Ну а что касается того употребления словосочетания: «под стенами этого бара», то и здесь всё верно, ведь большинство посетителей, в конце концов своего пребывания в стенах бара, изменяют (но только не себе) своё пространственное положение и оказываются как раз под стенами, ну и заодно, под лавками и столами этого барного помещения. Что, с первого взгляда и услышала (а это второе объяснение возможности первого взглядового звучания, который источал храп, занявших своё верное место в этом мире усталостей от него) вошедшая в бар компания, состоящая из Тишины, Точа и Ростика.
– А здесь, ожидаемо. – Резюмировал свой обзор внутреннего помещения бара Тишина, пока Точь, дабы не беспокоить редкого официанта, который и так был обеспокоен животрепещущим вопросом: «А какого, он здесь делает?», – ну и в придачу, как бы ему, по добру, по здорову уйти отсюда, отправился за своим самообслуживанием.
И хотя это «ожидаемо», в зависимости от заложенных в тебя стереотипов, в каждой голове звучит по разному, всё же на этот раз Тишина, в своих выводах не слишком отступил от того, что каждый ни разу не бывавший в таких заведениях, но где-то, как-то слышавший о стоящих там дым-трубой нравах, предполагал бы увидеть.

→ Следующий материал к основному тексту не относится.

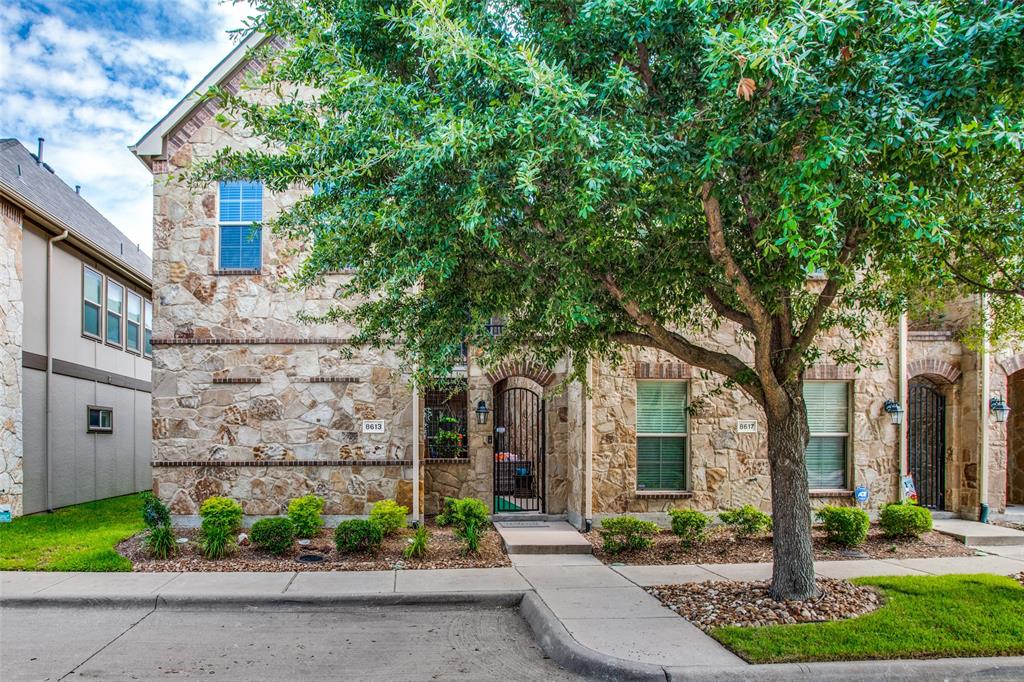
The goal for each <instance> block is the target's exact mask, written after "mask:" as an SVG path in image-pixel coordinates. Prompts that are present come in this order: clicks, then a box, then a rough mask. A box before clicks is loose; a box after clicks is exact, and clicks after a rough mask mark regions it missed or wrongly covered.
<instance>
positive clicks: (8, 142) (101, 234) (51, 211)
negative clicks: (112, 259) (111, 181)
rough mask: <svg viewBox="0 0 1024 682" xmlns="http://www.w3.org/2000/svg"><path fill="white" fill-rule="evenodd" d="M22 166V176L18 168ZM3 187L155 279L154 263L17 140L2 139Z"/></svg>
mask: <svg viewBox="0 0 1024 682" xmlns="http://www.w3.org/2000/svg"><path fill="white" fill-rule="evenodd" d="M19 165H20V175H18V166H19ZM0 183H2V184H3V185H4V186H5V187H6V188H7V189H8V190H10V191H13V194H14V195H16V196H18V197H20V198H22V199H24V200H26V201H27V202H31V203H32V204H34V205H35V206H37V207H39V208H41V209H42V210H43V211H45V212H46V213H49V214H50V215H51V216H53V217H54V218H56V219H57V220H58V221H59V222H61V223H63V225H65V226H66V227H68V229H69V230H71V232H72V233H73V235H75V236H77V237H79V238H80V239H82V240H84V241H86V242H91V243H92V244H94V245H95V246H96V247H99V248H100V249H102V250H103V251H105V252H106V253H109V254H110V255H111V258H112V259H114V260H116V261H120V262H121V263H124V264H125V265H127V266H128V267H130V268H131V269H133V270H135V271H136V272H138V273H139V274H142V275H143V276H144V278H145V279H146V280H152V279H153V261H152V260H151V259H150V257H148V256H147V255H145V253H143V252H142V250H141V249H139V248H138V247H137V246H136V245H135V243H134V242H132V241H131V240H130V239H128V237H127V236H125V233H124V232H122V231H121V230H120V229H118V228H117V227H115V226H114V223H112V222H111V221H110V220H108V219H106V218H104V217H103V216H102V214H101V213H100V212H99V211H97V210H96V209H94V208H92V206H91V205H90V204H89V202H87V201H85V199H83V198H82V197H81V195H79V194H78V193H77V191H75V190H74V189H73V188H72V187H70V186H68V184H66V183H65V181H63V180H61V179H60V178H59V177H57V175H56V173H54V172H53V171H52V170H50V168H49V166H47V165H46V164H42V165H40V164H37V163H36V155H34V154H32V153H31V152H29V150H27V148H25V146H24V145H23V144H22V143H20V142H19V141H17V140H16V139H13V138H7V139H0Z"/></svg>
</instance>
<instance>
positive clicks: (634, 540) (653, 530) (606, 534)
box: [599, 516, 658, 554]
mask: <svg viewBox="0 0 1024 682" xmlns="http://www.w3.org/2000/svg"><path fill="white" fill-rule="evenodd" d="M657 531H658V527H657V524H656V523H654V522H653V521H643V520H641V519H639V518H637V517H635V516H615V517H613V518H605V519H602V520H601V529H600V530H599V532H600V534H601V539H602V540H603V547H604V551H605V552H608V553H609V554H618V553H620V552H623V551H626V550H641V549H647V548H648V547H650V546H651V544H652V542H651V539H652V538H653V537H654V536H656V535H657Z"/></svg>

Так, у занимающего своё боковое место, в дальнем от входа углу помещался бильярд, вокруг которого суетилась компания крепких парней, которые скорей всего, были за рулём мотоцикла и оттого не слишком налегали на спиртное, и поэтому ещё позволяли себе стоять на ногах. Да и кий в руках, ну и сам бильярдный стол, временами, так или иначе, крепил их усердие, не позволяя упасть в глазах присутствующих здесь же их великолепных подруг, чьи сбитые ветром причёски и соответствующие их байкерскому имиджу татуировки и кожаные одеяния, во всей красе показывали то, на что они способны.
И если эта наиболее количественная группа посетителей, определённо создавала свой музыкальный фон внутреннему убранству бару, то вторая, чуть менее многочисленная группа выпивох, предпочитала всякой деятельной игре типа бильярда, не менее интригующую игру под названием: «игры разума». Эта компания большой суровости и требовательности к этой жизни, что было очень живо написано на их лицах, умственно находясь везде, всё же физически занимала свой стоящий прямо напротив стойки бара, сдвинутый из двух столов столик. Что, возможно, в каких других случаях не слишком позволительно, но когда на эти движения решаются постоянные завсегдатаи бара, которые к тому же не столько требовательны, а скорее, более чем иной посетитель, усердны в своём употреблении (не успел официант исполнить заказ, а он уже вновь назрел у них в головах и на столе. И теперь подумайте, сколько бы им пришлось ждать, займи они дальний в углу столик), то разве им откажешь.
Ну а как все знают, что когда в таком специфическом помещении собирается в одном месте столько суровых лиц, то они очень строги, как к окружающему, так и друг к другу. И стоит только кому-нибудь из них забыться и слишком громко заявить о себе: «Да Я», то тут же своё слово берёт чей-то жаждущий справедливости кулак, который, конечно, понимает желание заявившего это, если не выделиться, то, как минимум не забыть себя, но зачем же с большой «Я» буквы. После чего кулак обрушивается на этого зазнайку и отправляет его под стол подумать над своим, теперь уже маленьким «я».